People make a lot of excuses for neglecting apologetics, and one of the more popular excuses is that the audience involved can't be influenced by apologetics because of their hatred of God. Supposedly, we shouldn't even attempt to persuade them, because of that hatred, because they like their sin too much to be reasoned with, etc. There are a lot of problems with that line of thought.
Non-Christians range across a spectrum, from the most resistant to God to the least resistant (e.g., Cornelius in Acts 10). We're largely ignorant of where people are on that spectrum, and we're even more ignorant of the status of onlookers (people who overhear our conversations with other individuals in the workplace, people who read what we post on the internet, etc.). That includes onlookers we don't even know about.
Saying that only God can change somebody's heart doesn't tell you what means he'll use (e.g., his use of apologetics to convert people in Acts 19:8 and other contexts). Furthermore, you don't know what means he'll use in pre-conversion contexts, including how apologetics could be used to move somebody closer to God, even if that movement doesn't include conversion at that point in time.
And that raises another issue. People have the ability to remember things. It's not as though something like apologetic work has to either get immediate results or get none at all.

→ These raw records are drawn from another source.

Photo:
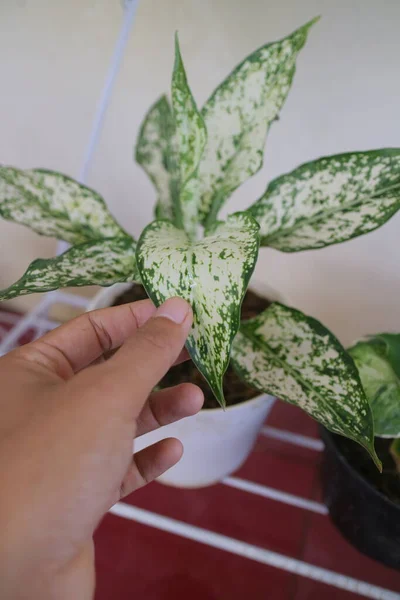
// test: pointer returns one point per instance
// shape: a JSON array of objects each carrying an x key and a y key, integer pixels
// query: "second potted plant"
[
  {"x": 196, "y": 159},
  {"x": 363, "y": 504}
]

There can be results that aren't immediate. What's planted at one point can grow at another point. That's why parents and teachers instruct children with an expectation that what they aren't using much or at all at a young age will be more useful to them later in life. Or when a rebellious adolescent sighs or rolls his eyes in response to what his parents say, they say it anyway, hoping that what they've said will get a better reception at a later point in time (whether a later point in the short term or in the long term).
Besides, apologetics isn't just about converting people. It also serves a lot of other purposes (glorifying God, the sanctification of the apologist, increasing the confidence of believers, silencing unbelievers who are spreading misinformation, etc.).
There are occasions when refraining from apologetics is justified. But, generally speaking, the problem in our culture is at the other end of the spectrum, with people not doing apologetic work nearly as often as they should. Most likely, it's often the case that there's a problem with the Christian not being ready to do apologetic work, even though he's using the alleged unpreparedness of the unbeliever as an excuse for not doing the work. The problem is your unpreparedness. You're just using the alleged unpreparedness of the audience as an excuse. Stop using that excuse, get prepared to do the work that needs done, and do it.